Just went into my local Pet Barn and nearly fell over at the frozen rodent prices ! Wanted $28 for 3 small rats ($9.30 each!). I have been purchasing from them for the last few years due to convenience and proximity to home but this has lead me to investigate cheaper alternatives. 

Saw that Rodent Farm website prices are at least 65% cheaper ! Can buy a bulk pack of 16 small rats for $52 works out at $3.25 each with freight free for orders over $300 (<$300 they charge $25 freight).

They have a minimum order of 2kg of rodents and or quails.

I only have one snake so a little hard to reach the minimum order.


----------



## Yellowtail (Aug 2, 2017)

Cammo's at Pendle Hill probably have the cheapest frozen rodents in Sydney (half the price of pet shops) where you can just walk in an buy a few and the quality is good, his cousin breeds them at Goulburn and he gets a fresh lot every Tuesday.


----------



## Darijo (Aug 2, 2017)

Just checked out Cammos reptile's prices very good indeed ! I think I'll just get some from them for the small quantity I require. 

thanks Yellowtail


----------



## Bl69aze (Aug 2, 2017)

Yellowtail said:


> Cammo's at Pendle Hill probably have the cheapest frozen rodents in Sydney (half the price of pet shops) where you can just walk in an buy a few and the quality is good, his cousin breeds them at Goulburn and he gets a fresh lot every Tuesday.


Do you use these guys often? I just realised I'm like 5 minutes away from their shop.

But I'm also a strong believer in "you pay for what u get"

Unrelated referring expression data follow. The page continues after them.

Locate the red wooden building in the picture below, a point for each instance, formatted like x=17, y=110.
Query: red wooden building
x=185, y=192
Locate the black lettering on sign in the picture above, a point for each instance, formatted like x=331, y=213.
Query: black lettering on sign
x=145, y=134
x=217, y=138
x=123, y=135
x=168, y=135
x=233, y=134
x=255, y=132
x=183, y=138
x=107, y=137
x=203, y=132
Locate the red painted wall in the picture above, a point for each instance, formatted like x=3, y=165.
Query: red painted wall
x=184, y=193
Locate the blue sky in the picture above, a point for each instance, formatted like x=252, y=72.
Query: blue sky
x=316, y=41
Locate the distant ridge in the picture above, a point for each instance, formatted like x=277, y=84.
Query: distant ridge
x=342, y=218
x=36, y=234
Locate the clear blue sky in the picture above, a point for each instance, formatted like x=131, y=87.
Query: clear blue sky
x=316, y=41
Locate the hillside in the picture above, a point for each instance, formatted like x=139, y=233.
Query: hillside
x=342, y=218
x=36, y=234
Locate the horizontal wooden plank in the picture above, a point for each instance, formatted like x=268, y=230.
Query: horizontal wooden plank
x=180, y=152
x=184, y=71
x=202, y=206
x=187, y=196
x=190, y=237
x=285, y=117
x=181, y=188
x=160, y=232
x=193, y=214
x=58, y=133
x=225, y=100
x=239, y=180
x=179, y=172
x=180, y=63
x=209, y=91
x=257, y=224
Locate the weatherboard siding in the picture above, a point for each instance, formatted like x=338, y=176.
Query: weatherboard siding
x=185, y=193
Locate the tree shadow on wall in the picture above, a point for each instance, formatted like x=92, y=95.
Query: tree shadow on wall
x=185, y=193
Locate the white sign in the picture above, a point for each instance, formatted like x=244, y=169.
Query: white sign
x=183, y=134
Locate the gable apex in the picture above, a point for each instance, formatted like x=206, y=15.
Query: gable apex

However I also am tired of spending 35$ on a 3pk of medium rats and not a fan of driving to Richmond for a little cheaper but same product


----------



## Yellowtail (Aug 2, 2017)

Andrew's cousin breeds them and supplies a lot of big users, they are sealed in trays like supermarket meat and delivered frozen to Pendle Hill every Tues and most are sold over the weekend so they are not lying around in freezers for months. I only get a few from there when I'm short but never had a problem, they are clean and smell good (for dead rats) He has mice too (fuzzies $1) although I only buy them when I run short in hatchy season. I think Andrew sells them cheap like he does with his lizard food to get people in to buy animals and he has little overhead operating from home.


----------



## danyjv (Aug 3, 2017)

Camo's rodents are 100% . I only buy of him. But all ways call him 1st as he sells out very quickly due to super low prices and Quality to match. Last time I was there a bloke spent $1100 and bought every thing he had In both freezers , so I went home with nothing but only had to wait a week before new rodents came in... he is a top bloke to ... worth the visit


Sent from my iPhone using Tapatalk


----------



## Prof_Moreliarty (Aug 3, 2017)

most of the time you get what you pay for @Bl69aze however petbarn are just a rip off almost double the price and its sometimes the same rat supplier same with kritters krumble 15ea some places 25 at petbarn...ill never use them again. for anyone on the gold coast price wise the best pet store is the burleigh pet centre on kortum drive they also do 10% off rats to members.


----------